Can someone explain it, or share some resources to get a better understanding?
Hi @dragon540,
- The 2, 3, and 8 wide definitions are referring to the fetch, decode, rename, dispatch, and retire widths, so how many instructions can be decoded, fetched, and so on per cycle.
- Yes you're assumption is correct. A target pipe is a type of instruction grouping and can be split into: integers, floating point, branch, vector, and load store unit. Each instruction in the ISA will map to one of those groupings. Additional groupings can be defined such as for vector you can have vint, vlsu, and groupings for complex vector instructions.
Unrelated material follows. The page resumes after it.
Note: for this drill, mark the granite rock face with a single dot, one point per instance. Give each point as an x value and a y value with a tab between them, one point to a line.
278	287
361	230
- An issue queue is a queue used to hold units before the execution stage. In this design, issue queues can be used to hold instructions before being fed into a number of execution units assigned to it. So we could have one issue queue that feeds into 2 ALUs, so every cycle 2 instructions can be popped out. The main reason why we have the issue queues is to be able to map certain target pipe instructions to certain ALUs. If lets say we have a bottleneck around integer operations, to solve this we would maybe set up a dedicated integer ALU where the issue queue would only be filled with integer operations and not get bottlenecked by a slow divide operation.
Explaining the meaning of this:
pipelines:
[
["sys"], # exe0
["int", "div"], # exe1
["int", "mul"], # exe2
["int", "mul", "i2f", "cmov"], # exe3
["int"], # exe4
["int"], # exe5
["float", "faddsub", "fmac"], # exe6
["float", "f2i"], # exe7
["br"], # exe8
["br"], # exe9
["vint", "vset", "vdiv", "vmul"]
]
issue_queue_to_pipe_map:
[
["0", "1"], # iq0 -> exe0, exe1
["2", "3"], # iq1 -> exe2, exe3
["4", "5"], # iq2 -> exe4, exe5
["6", "7"], # iq3 -> exe6, exe7
["8", "9"], # iq4 -> exe8, exe9
["10"] # iq5 -> exe10
]
The above is for the "big_core" design. So if you take the first line of "issue_queue_to_pipe_map": ["0, "1"] means look at indexes 0 and 1 of the "pipelines" definition above which states ["sys"] and ["int", "div"]. This means that issue queue 1 can take target pipes sys, int, and div. It also says that execution 0 is for sys instructions and execution unit 1 is for ints and div (when we say execution unit we mean ALU unit). This goes on for each line of the issue queue, so we're defining for each issue queue, what target pipes it has and what target pipes each execution unit can operate on. All this complexity is to better utilize resources to avoid bottlenecks, because instead of having every ALU be able to handle everything, we can define certain ALUs accordingly based on the workload profile we are optimizing for.
@klingaard please feel free to correct me if I got anything wrong.
I'm going to close this issue as resolved. If further discussion is required, please open a discussion and not an issue.